The Court also factored in the fledging
nature of the Plaintiff’s relationship with her partner
(despite the fact he had changed occupations to care for
her) and contended that the need for commercial assistance
(at the rate of $35 per hour) could not be ruled out. The
Court therefore awarded a higher rate of $25 per hour for
future care instead of the $20 per hour allowed for past
care.
Practical Significance of the Claim
Whilst it is would be easy to get carried
away at the magnitude of the award for future economic loss
and future gratuitous care, it is important for insurers
to remember that this case turned on its own facts.

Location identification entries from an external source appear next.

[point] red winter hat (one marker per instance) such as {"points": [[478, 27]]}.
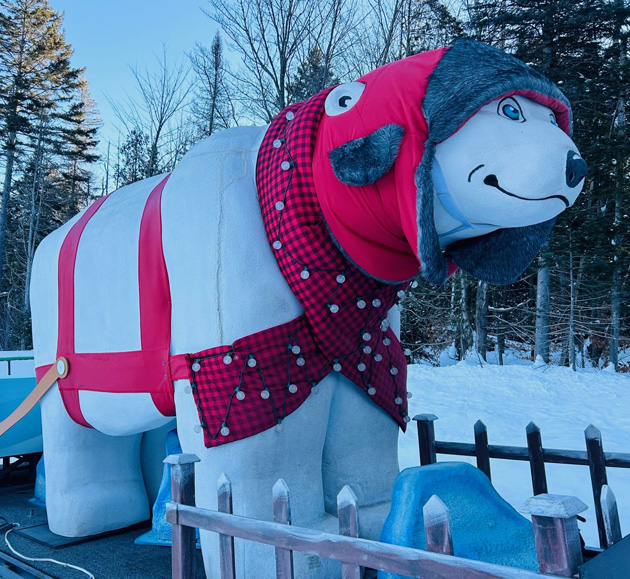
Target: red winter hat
{"points": [[375, 148]]}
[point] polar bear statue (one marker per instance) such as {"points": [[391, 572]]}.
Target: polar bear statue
{"points": [[248, 292]]}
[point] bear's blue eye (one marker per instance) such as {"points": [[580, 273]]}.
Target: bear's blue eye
{"points": [[511, 112]]}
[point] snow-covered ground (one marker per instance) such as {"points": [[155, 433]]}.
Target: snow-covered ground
{"points": [[506, 398]]}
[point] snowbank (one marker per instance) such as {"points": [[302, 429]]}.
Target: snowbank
{"points": [[561, 402]]}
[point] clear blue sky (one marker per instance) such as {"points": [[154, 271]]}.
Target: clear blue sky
{"points": [[109, 35]]}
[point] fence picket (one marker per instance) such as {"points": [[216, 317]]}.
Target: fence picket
{"points": [[226, 543], [348, 526], [597, 466], [437, 526], [610, 515], [282, 514], [426, 438], [536, 459], [481, 448], [183, 492], [556, 534]]}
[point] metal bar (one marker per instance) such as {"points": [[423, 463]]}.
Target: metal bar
{"points": [[481, 448], [282, 514], [426, 438], [597, 466], [437, 526], [348, 526], [390, 558], [183, 537], [226, 543], [536, 459], [551, 455]]}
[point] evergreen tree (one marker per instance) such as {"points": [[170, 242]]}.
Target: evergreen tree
{"points": [[312, 76], [35, 79]]}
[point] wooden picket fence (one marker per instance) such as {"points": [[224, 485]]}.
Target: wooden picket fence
{"points": [[554, 519], [594, 457]]}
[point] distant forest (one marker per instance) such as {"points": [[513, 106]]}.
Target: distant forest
{"points": [[571, 307]]}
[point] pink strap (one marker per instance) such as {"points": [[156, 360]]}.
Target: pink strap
{"points": [[145, 370]]}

Insurers can expect at CC that Claimant
lawyers will claim future paid gratuitous care at the rate
of $25 per hour. This case can be distinguished from cases
involving Claimants in the long standing and stable relationships
where it should continue to be argued that $20 per hour
for future care is appropriate.
On a positive note, the Court reaffirmed
the decision of CSR v Eddy, by disallowing care provided
for the benefit of the Plaintiff’s partner and also
for the future need for services when caring for an infant.
The Court also adopted a rate of $20 per hour for past care
in keeping with Winter v Bourboulas & Ors.
It must also be remembered that the substantial
award for future economic loss should be viewed in light
of the Plaintiff’s young age and the seriousness of
her injuries (highlighted by an ISV of 44).